How processor chains work
Processors run in sequence, and each one works on the output from the previous step. Because of that, the order matters. A filter applied before a merge or join can produce a different result than the same filter applied after it.
Processor type | What it is used for |
Filter processors | Keep only the rows or columns you need, use query logic, filter by color, or remove duplicate records. |
Transform processors | Combine datasets, enrich data, split outputs, or apply AI-based transformations. |
Tip: Put broad cleanup steps first, then use more specific logic later. This usually makes the workflow easier to test and maintain.
How to combine filters and processors in the web app
Open your workflow in Sheetgo.
Go to the processor step between the source and destination.
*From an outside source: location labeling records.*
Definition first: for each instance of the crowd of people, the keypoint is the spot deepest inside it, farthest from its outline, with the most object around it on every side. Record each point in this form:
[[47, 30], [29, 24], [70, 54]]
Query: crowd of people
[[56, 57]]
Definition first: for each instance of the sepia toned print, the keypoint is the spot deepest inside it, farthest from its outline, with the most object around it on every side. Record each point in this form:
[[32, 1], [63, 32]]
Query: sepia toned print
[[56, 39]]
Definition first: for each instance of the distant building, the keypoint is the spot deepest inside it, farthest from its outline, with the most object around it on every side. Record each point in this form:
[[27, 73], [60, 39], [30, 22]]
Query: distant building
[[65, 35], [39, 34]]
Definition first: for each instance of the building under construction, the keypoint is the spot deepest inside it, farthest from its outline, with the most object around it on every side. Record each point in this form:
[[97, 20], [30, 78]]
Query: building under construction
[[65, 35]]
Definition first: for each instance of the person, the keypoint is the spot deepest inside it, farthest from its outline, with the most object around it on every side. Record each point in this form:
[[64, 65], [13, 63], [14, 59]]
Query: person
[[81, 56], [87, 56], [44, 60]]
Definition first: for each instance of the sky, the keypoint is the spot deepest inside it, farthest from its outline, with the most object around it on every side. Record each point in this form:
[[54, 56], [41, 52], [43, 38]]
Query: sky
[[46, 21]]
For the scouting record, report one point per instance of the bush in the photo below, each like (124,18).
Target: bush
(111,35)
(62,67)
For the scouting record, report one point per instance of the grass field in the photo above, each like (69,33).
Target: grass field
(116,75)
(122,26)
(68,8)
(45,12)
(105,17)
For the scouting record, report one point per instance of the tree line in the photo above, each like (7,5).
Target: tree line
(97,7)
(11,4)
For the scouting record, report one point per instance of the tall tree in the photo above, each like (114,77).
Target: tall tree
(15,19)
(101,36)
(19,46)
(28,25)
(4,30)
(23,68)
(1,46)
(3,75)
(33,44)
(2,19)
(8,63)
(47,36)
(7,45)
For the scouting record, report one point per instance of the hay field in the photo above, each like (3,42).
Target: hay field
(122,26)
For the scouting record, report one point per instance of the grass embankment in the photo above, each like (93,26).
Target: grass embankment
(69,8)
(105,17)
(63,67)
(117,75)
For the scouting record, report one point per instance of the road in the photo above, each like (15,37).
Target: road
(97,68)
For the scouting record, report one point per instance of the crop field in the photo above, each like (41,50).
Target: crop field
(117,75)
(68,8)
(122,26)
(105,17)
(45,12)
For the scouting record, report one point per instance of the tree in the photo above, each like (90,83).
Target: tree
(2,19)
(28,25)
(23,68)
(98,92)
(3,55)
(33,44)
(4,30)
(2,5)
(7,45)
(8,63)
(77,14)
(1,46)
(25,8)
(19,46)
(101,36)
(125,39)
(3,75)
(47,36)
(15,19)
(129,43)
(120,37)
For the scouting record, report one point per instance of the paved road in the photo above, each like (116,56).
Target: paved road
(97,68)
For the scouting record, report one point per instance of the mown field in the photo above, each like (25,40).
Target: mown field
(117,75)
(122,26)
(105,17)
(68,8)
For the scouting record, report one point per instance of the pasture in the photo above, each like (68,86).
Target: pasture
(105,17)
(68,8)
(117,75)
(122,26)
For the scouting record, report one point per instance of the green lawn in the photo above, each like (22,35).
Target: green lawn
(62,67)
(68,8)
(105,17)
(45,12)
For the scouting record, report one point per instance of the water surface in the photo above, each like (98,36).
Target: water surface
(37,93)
Add the first processor based on the result you want.
Add additional processors to build the full logic step by step.
Review the order carefully, because each processor changes the dataset passed to the next one.
Run or test the workflow and confirm the output looks correct before sharing it with other teams.
Example multi-step logic
Here are a few common ways to combine processors in the web app:
Goal | Recommended chain |
Consolidate data from several sources and keep only valid records | Merge → Filter rows → Filter columns |
Prepare a clean report from overlapping datasets | Merge → Remove duplicates → Filter rows → Data formatting |
Enrich one dataset with fields from another source, then keep only the final columns | Left-join data → Filter rows → Filter columns |
Apply advanced logic before sending the output downstream | Merge → Filter by Query → Process with AI or Split data |
Best practices
Use Filter rows when you want clear rule-based conditions.
Use Filter by Query when you need more advanced expressions.
Use Filter columns near the end when you want to shape the final layout.
Use Remove duplicates after a merge or join when the same record may appear more than once.
Use Left-join data when you need to enrich one dataset with matching values from another.
Test complex processor chains with a smaller sample first, especially when several steps depend on one another.
Warning: If you remove rows or columns too early, later processors may not have the data they need to work correctly.